Now use "alloc_nodemask_of_node()" to alloc/init a nodemask with a
single node.  

<snip>

> > > > -static unsigned long set_max_huge_pages(struct hstate *h, unsigned long count)
> > > > +static unsigned long set_max_huge_pages(struct hstate *h, unsigned long count,
> > > > +								int nid)
> > > >  {
> > > >  	unsigned long min_count, ret;
> > > >  	nodemask_t *nodes_allowed;
> > > > @@ -1262,7 +1279,17 @@ static unsigned long set_max_huge_pages(
> > > >  	if (h->order >= MAX_ORDER)
> > > >  		return h->max_huge_pages;
> > > >  
> > > > -	nodes_allowed = huge_mpol_nodes_allowed();
> > > > +	if (nid < 0)
> > > > +		nodes_allowed = huge_mpol_nodes_allowed();
> > > 
> > > hugetlb is a bit littered with magic numbers been passed into functions.
> > > Attempts have been made to clear them up as according as patches change
> > > that area. Would it be possible to define something like
> > > 
> > > #define HUGETLB_OBEY_MEMPOLICY -1
> > > 
> > > for the nid here as opposed to passing in -1? I know -1 is used in the page
> > > allocator functions but there it means "current node" and here it means
> > > "obey mempolicies".
> > 
> > Well, here it means, NO_NODE_ID_SPECIFIED or, "we didn't get here via a
> > per node attribute".  It means "derive nodes allowed from memory policy,
> > if non-default, else use nodes_online_map" [which is not exactly the
> > same as obeying memory policy].
> > 
> > But, I can see defining a symbolic constant such as
> > NO_NODE[_ID_SPECIFIED].  I'll try next spin.
> > 
> 
> That NO_NODE_ID_SPECIFIED was the underlying definition I was looking
> for. It makes sense at both sites.

Done.

> 
> > > > -static struct hstate *kobj_to_hstate(struct kobject *kobj)
> > > > +static struct hstate *kobj_to_node_hstate(struct kobject *kobj, int *nidp)
> > > > +{
> > > > +	int nid;
> > > > +
> > > > +	for (nid = 0; nid < nr_node_ids; nid++) {
> > > > +		struct node *node = &node_devices[nid];
> > > > +		int hi;
> > > > +		for (hi = 0; hi < HUGE_MAX_HSTATE; hi++)
> > > 
> > > Does that hi mean hello, high, nid or hstate_idx?
> > > 
> > > hstate_idx would appear to be the appropriate name here.
> > 
> > Or just plain 'i', like in the following, pre-existing function?
> > 
> 
> Whichever suits you best. If hstate_idx is really what it is, I see no
> harm in using it but 'i' is an index and I'd sooner recognise that than
> the less meaningful "hi".

Changed to 'i'

<snip>

> > > 
> > > Ok.... so, there is a struct node array for the sysdev and this patch adds
> > > references to the "hugepages" directory kobject and the subdirectories for
> > > each page size.
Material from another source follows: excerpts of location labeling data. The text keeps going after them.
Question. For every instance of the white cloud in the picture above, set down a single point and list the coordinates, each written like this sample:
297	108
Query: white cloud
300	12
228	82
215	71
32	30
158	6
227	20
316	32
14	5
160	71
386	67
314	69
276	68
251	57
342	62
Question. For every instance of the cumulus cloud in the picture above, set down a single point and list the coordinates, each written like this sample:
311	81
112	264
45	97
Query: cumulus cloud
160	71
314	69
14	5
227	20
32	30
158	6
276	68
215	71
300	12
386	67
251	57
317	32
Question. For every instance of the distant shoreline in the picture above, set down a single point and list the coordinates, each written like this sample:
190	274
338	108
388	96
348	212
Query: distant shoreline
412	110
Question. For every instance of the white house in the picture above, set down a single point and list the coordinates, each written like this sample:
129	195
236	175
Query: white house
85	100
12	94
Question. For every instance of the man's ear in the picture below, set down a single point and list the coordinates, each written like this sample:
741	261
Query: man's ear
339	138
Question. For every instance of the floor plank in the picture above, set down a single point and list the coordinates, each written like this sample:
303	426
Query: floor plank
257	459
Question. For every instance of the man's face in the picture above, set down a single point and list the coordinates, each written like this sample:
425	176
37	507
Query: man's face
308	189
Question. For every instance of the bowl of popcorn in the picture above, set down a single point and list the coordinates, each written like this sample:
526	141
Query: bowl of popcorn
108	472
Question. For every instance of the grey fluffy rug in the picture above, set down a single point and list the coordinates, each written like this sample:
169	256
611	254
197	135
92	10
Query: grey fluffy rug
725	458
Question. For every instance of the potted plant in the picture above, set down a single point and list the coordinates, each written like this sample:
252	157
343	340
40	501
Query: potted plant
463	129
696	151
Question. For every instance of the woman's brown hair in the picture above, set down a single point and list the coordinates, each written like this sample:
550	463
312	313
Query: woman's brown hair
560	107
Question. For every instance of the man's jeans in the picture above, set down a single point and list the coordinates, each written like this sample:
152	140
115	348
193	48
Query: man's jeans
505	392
We walk all the objects until we find a match. Obviously,
> > > this adds a dependency of base node support on hugetlbfs which feels backwards
> > > and you call that out in your leader.
> > > 
> > > Can this be the other way around? i.e. The struct hstate has an array of
> > > kobjects arranged by nid that is filled in when the node is registered?
> > > There will only be one kobject-per-pagesize-per-node so it seems like it
> > > would work. I confess, I haven't prototyped this to be 100% sure.
> > 
> > This will take a bit longer to sort out.  I do want to change the
> > registration, tho', so that hugetlb.c registers it's single node
> > register/unregister functions with base/node.c to remove the source
> > level dependency in that direction.  node.c will only register nodes on
> > hot plug as it's initialized too early, relative to hugetlb.c to
> > register them at init time.   This should break the call dependency of
> > base/node.c on the hugetlb module.
> > 
> > As far as moving the per node attributes' kobjects to the hugetlb global
> > hstate arrays...  Have to think about that.  I agree that it would be
> > nice to remove the source level [header] dependency.
> > 
> 
> FWIW, I see no problem with the mempolicy stuff going ahead separately from
> this patch after the few relatively minor cleanups highlighted in the thread
> and tackling this patch as a separate cycle. It's up to you really.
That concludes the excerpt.